No one has a crystal ball. I cannot tell you that you will not regret getting rid of something. But I can tell you that if nothing changes, then nothing changes.

So maybe you got rid of something and you’re feeling a bit sad, and it’s okay. Those feelings are valid. But you also don’t know if getting rid of that led to something else and you can’t see that they’re connected. If you can hold space for that in your mind, it makes it a little bit easier to make peace with that change.

Also on the concept of regret, I don’t know about you, but for me, the worst kind of regret is the regret of not knowing, the regret of what if, the regret of not telling somebody you love them, the regret of not saying yes to an opportunity.

Obviously, there are exceptions, like we don’t want to put your health in danger, but most of the time, that’s not the kind of consequences you’re facing. 

So for me, again, I’m a bit of an optimist, but I would always rather try and fail. I would rather take that leap and see what’s on the other side than just stay stuck in a situation that doesn’t make me happy. 

So, if you can associate that kind of mindset, that bigger picture mindset with your stuff, I think it makes it a lot easier to either make peace or to let go.

Now, before I wrap this up, I do want to say that I can just imagine right now that some of you’re saying, “But what does it matter? It’s just one sweater. It’s not going to matter if I just keep this one sweater or this one more book or this one more whatever.” 

I know because that’s probably what I would be saying as well if I was on the other side of this conversation and I want to address that before we go. 

I’ll start by saying, you don’t have to get rid of anything you don’t want to. My definition of minimalism is about alignment. There are no roles about what you can or cannot keep as long as it’s aligned with what matters to you. 

But you also have to ask yourself, “Is it really just one item?” Or is it like that saying, death by a thousand cuts?

We’ve all heard the idea that little steps lead to progress. For example, if you want to get in shape tomorrow, you don’t run a marathon the next day. You start small, you start walking, and then you start jogging. Eventually, with time, you’re going to work your way up to being able to run a marathon. 
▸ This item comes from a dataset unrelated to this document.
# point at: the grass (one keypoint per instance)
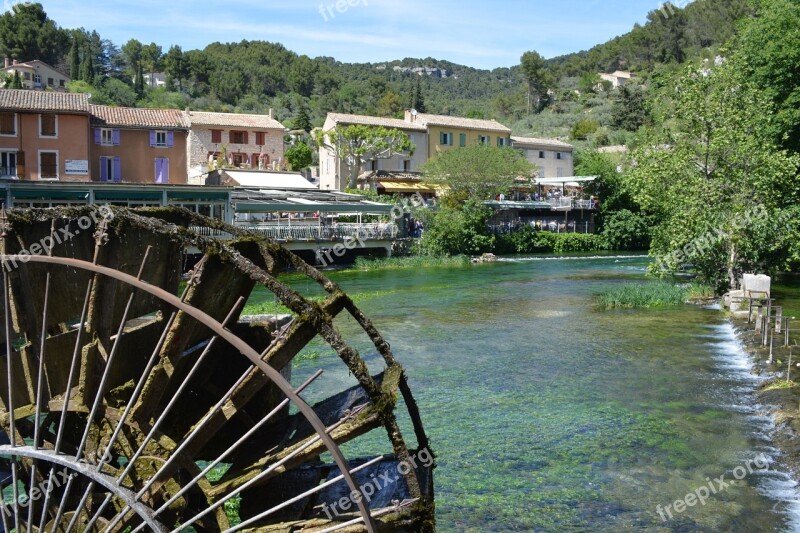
(651, 294)
(414, 261)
That same concept of small steps also works in reverse. Sometimes it’s little things. I mean, again, I’ve done this so much in my own life. We trade away our dreams one piece at a time. 

I used to be in a considerable amount of debt because of my shopping habits. I think most of you know that I used to be a shopaholic and it was always, “One little thing. Just one more thing. What’s it going to hurt?” But all of those things, I look back now and I probably could have bought a house with the money I spent on clothes I didn’t wear. But every time I was like, “What’s one more thing?”
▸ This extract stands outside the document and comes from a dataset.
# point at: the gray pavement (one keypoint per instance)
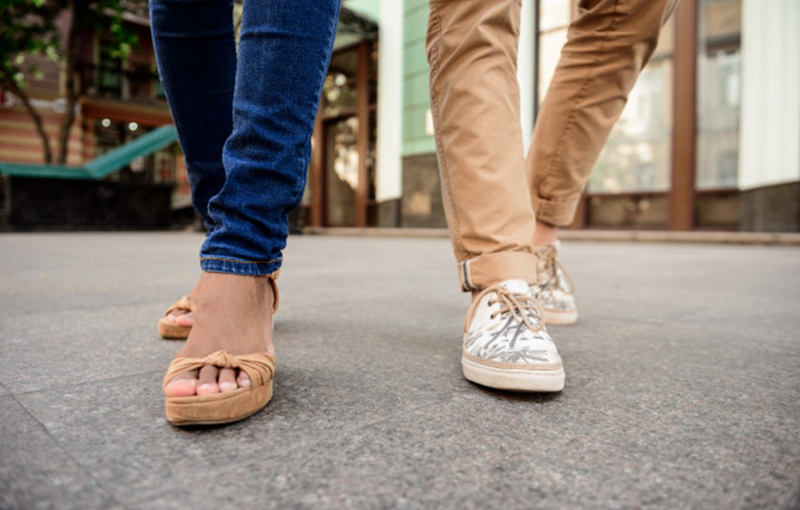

Sometimes you have to spend some time in honest self-reflection. And know that it takes courage to reverse direction, it takes courage to believe that something bigger is possible. 
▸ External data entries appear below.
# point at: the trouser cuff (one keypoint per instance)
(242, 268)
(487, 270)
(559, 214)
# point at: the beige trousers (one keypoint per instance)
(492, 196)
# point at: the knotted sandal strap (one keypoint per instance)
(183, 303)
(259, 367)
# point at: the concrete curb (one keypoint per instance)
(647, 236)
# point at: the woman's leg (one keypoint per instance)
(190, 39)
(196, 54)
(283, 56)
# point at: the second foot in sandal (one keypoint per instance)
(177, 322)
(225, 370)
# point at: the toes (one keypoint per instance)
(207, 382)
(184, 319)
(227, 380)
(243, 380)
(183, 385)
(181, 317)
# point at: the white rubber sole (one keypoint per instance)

When I work with my clients, the biggest challenge to everything that we just talked about is sometimes self-belief. To believe that, “If I get rid of this sweater, it might essentially lead to something better, that there is something bigger or just different.” It’s not always better, it’s just different, and it’s possible for you.

Let’s sum things up by saying that I believe it for me, I believe it without a shadow of a doubt, and I genuinely believe it for you as well. 

That is why I do the work that I do, because I remember exactly what it was like to feel like I was stuck, like I was trapped in my life, like I was settling for less than what I knew was possible, and I don’t want that for you. 

So if you don’t have that self belief, feel free to borrow mine. I believe that if you declutter something and regret it, you are strong enough and capable enough to find your way forward. Okay? That’s it for today. Take care and talk soon.